I started this journey with applying for the Bachelor thesis position at the AUAS at the simulator lab. I started there with a group of five wonderful persons who became my friends for life and we all proceeded to do the master degree which we are still doing at this very moment.

Could you progress directly from the Aviation Academy or did you need a pre-master's degree, for example?

I had to apply for a bridging programme (pre-master) which included many basic topics of mathematics and applied physics in aerospace (e.g. Calculus, Linear Algebra, Flight Dynamics, Control Theory, Aerodynamics, Structural Analysis). When I applied, a mathematical degree up to VWO-level and a minimum of C1 English was mandatory. I acquired the licenses at the Open University for mathematics and the IELTS office in Amsterdam for English. This transition from an HBO-level degree to a university-level degree was quite tough, as the workload is quite significant, the analytical mindset and academic reasoning needs a great boost and you are very much reliant on your ability to study a lot on your own. A study week of approx. 40+ hours is more than normal a few weeks before the start of the exams. Furthermore, the level of reading through books, papers and doing homework is not comparable to that of the AUAS. All of these factors made it tough, but nonetheless I would not have changed a thing regarding my decision. It does take great effort and determination in order to complete such a program, but the personal and engineering reward you gain from this program is enormous. It made me realise that this program is exactly what I missed at the AUAS and I noticed that the field of aviation engineering is even more broad than I thought of when I was a student at the AUAS.

To know more about the Bridging Programme, how to apply, what the admission regulations are and what to expect (except from the above): https://www.tudelft.nl/studenten/faculteiten/lr-studentenportal/onderwijs/education/bridging-programme

Are there any points that you can focus on while studying at the Aviation Academy that would be in favour of further study?

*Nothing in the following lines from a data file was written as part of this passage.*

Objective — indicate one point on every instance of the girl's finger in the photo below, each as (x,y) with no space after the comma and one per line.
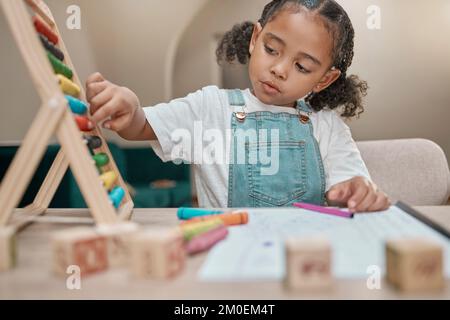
(358,195)
(95,77)
(94,89)
(368,201)
(99,100)
(106,111)
(382,203)
(116,124)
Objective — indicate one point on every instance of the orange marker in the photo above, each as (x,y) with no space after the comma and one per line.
(229,219)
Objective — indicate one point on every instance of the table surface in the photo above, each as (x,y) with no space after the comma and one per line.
(33,278)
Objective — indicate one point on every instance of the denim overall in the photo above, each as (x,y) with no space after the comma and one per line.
(300,176)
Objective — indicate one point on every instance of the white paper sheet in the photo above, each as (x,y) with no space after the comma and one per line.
(256,251)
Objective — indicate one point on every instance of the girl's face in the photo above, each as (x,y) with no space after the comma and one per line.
(291,57)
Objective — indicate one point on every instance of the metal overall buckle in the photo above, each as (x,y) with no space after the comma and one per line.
(303,116)
(241,116)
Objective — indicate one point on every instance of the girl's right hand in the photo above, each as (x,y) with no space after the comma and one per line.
(114,105)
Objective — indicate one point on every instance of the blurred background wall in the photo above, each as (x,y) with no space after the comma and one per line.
(165,49)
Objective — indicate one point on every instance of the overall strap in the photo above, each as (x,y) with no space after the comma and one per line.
(303,106)
(235,97)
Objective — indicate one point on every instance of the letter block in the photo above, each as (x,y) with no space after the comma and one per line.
(414,264)
(308,263)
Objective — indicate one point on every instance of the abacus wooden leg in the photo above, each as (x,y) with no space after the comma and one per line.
(85,173)
(7,248)
(52,181)
(45,194)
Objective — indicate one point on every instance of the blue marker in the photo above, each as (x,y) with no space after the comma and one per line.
(188,213)
(116,196)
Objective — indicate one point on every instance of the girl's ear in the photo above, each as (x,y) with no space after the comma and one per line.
(256,31)
(327,80)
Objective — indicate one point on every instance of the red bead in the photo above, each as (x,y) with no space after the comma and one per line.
(43,28)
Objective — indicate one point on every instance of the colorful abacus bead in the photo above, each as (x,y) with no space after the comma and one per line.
(50,47)
(116,196)
(109,179)
(84,124)
(101,159)
(59,67)
(93,142)
(68,87)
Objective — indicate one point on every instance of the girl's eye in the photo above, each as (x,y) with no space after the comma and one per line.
(301,68)
(269,50)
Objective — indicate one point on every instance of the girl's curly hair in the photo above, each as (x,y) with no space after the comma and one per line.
(347,91)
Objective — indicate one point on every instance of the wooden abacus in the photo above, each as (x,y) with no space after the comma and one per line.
(45,54)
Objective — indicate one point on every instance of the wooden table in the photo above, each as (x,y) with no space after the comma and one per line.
(33,279)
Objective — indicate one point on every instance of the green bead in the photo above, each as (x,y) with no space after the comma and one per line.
(59,67)
(101,159)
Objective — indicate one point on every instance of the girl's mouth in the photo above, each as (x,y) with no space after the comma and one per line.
(270,88)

Focus on the mathematics and physics behind everything you are doing. Why is the lift equation as it is presented during class? Why do we need to consider stress analysis when designing aircraft structures and how do we process system signalling withing an aircraft (or in any situation)? Try to dive deeper than just doing homework and ask question if you are more interested.

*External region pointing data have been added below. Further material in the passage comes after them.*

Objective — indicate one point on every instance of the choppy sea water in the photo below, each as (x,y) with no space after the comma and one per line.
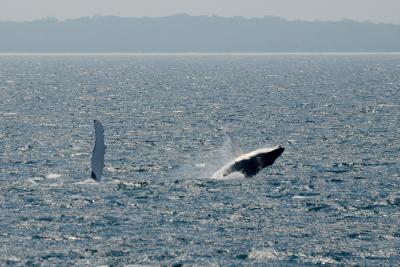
(332,197)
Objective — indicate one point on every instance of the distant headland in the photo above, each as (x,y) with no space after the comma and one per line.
(195,34)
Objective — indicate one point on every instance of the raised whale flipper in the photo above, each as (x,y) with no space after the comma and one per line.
(98,152)
(234,146)
(250,163)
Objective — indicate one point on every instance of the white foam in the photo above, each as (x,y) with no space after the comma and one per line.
(53,176)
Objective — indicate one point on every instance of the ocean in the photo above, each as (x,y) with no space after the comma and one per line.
(332,198)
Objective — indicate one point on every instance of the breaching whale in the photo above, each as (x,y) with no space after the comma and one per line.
(98,152)
(249,164)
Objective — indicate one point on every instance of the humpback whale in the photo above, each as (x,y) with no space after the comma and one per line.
(249,164)
(97,161)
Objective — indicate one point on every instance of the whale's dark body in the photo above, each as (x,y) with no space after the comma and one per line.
(249,164)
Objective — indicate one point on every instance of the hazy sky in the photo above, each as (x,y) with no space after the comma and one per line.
(361,10)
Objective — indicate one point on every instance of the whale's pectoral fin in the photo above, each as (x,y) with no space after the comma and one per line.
(97,161)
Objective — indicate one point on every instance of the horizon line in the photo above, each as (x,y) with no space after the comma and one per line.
(49,18)
(200,54)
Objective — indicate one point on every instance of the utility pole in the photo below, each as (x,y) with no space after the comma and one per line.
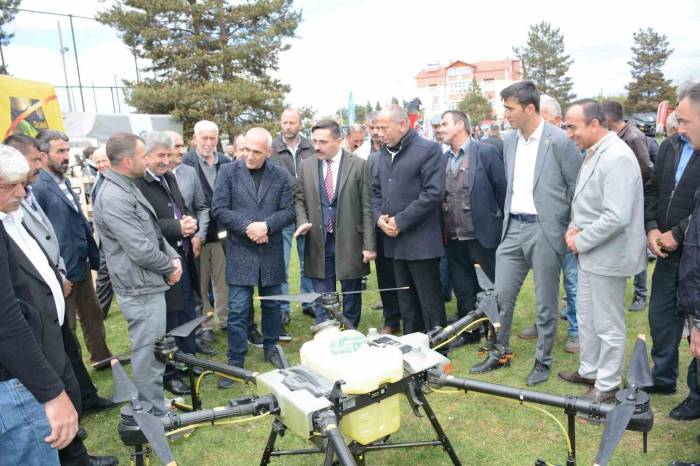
(63,51)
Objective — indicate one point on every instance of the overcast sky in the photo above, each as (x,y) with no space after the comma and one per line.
(375,48)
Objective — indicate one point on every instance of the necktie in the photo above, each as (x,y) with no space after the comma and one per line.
(329,192)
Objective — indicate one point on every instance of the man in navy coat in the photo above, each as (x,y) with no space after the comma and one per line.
(253,201)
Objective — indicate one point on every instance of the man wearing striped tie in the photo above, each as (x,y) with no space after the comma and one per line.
(333,211)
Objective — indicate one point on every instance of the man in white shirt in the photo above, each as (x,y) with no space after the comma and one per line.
(541,168)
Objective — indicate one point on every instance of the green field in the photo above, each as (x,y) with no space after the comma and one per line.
(484,430)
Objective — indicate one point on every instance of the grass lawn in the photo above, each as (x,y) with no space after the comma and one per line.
(484,430)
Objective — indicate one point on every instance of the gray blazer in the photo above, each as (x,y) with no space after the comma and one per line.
(40,227)
(608,209)
(556,168)
(193,194)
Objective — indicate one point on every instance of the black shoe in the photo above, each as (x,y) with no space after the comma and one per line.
(207,335)
(177,387)
(538,374)
(688,410)
(100,404)
(255,339)
(204,347)
(661,389)
(492,362)
(225,382)
(102,461)
(275,356)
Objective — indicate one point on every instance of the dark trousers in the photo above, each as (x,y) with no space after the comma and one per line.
(422,306)
(103,286)
(461,256)
(666,321)
(175,318)
(352,303)
(83,302)
(385,279)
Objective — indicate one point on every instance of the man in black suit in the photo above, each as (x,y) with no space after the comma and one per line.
(160,188)
(475,189)
(41,295)
(407,191)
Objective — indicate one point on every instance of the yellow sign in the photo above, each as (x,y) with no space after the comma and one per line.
(27,107)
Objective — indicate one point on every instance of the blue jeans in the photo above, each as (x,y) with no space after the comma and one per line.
(23,427)
(305,282)
(569,267)
(239,302)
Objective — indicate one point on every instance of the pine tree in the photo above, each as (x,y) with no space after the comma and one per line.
(8,10)
(545,63)
(475,104)
(210,59)
(649,86)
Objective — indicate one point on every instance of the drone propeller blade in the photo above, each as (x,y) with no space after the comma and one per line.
(154,432)
(124,388)
(484,281)
(615,424)
(185,329)
(638,373)
(299,298)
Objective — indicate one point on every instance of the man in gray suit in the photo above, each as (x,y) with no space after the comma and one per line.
(607,234)
(541,167)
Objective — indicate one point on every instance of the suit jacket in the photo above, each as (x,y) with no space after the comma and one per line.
(192,159)
(40,227)
(156,195)
(193,195)
(608,209)
(354,230)
(236,204)
(487,191)
(556,169)
(72,228)
(411,188)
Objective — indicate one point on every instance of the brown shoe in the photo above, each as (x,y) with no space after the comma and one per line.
(574,377)
(593,394)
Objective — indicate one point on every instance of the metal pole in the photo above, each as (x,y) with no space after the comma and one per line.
(63,51)
(77,65)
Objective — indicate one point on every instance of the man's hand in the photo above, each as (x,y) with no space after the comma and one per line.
(302,230)
(175,275)
(652,242)
(67,286)
(63,419)
(667,242)
(695,341)
(570,238)
(188,226)
(196,246)
(256,231)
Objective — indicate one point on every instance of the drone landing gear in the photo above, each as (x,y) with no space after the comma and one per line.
(359,451)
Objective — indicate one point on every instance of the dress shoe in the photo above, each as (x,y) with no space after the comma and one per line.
(688,410)
(599,396)
(225,382)
(492,362)
(638,305)
(204,347)
(101,460)
(255,339)
(538,374)
(177,387)
(529,333)
(661,389)
(207,335)
(100,404)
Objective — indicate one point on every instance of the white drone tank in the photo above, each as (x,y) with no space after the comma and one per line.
(346,355)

You can, if possible, focus your minor on mathematics and physics (as I did, abroad) and anticipate on what you are faced with while doing the master’s degree. Also, it helps very much if you know you want to do this or that you know that you are so much more drawn to the mathematics and physics behind every engineering topic you are studying. This makes the reward even higher when you are actually doing the master’s degree.

Why would you recommend this study?

If you are looking for something beyond the Aviation Academy in terms of the underlying physics of not only flying, but also aerodynamics in general, control theory, designing engines or aircraft/space structures, you should definitely consider applying for a degree in university. Have you always been keen on the how’s and why’s of physics and want to go that step further than just learning the lift equation while not knowing where it comes from? Aren’t you afraid of some extra formulas and mathematical derivations in order to discover the truth of engineering, then the TU Delft might be a place for you. The art of flying is much more interesting then you actually think…

What, if anything, would you do differently?

Nothing, this was the best choice I have made in my educational career. Starting at the AUAS in order to have practical knowledge about aircraft and after that study the underlying theory of everything I though of being true, but is actually so much more.

Are there any critical points on your further study?

The transition between AUAS and TU Delft can not be underestimated, it is very tough and you are mentally challenged to a great extend (stress, planning, study capability, doing 3 hour exams which is sometimes not enough). But with perseverance, good planning and a pro-active mindset you will get accustomed very soon to the academic way and succeed.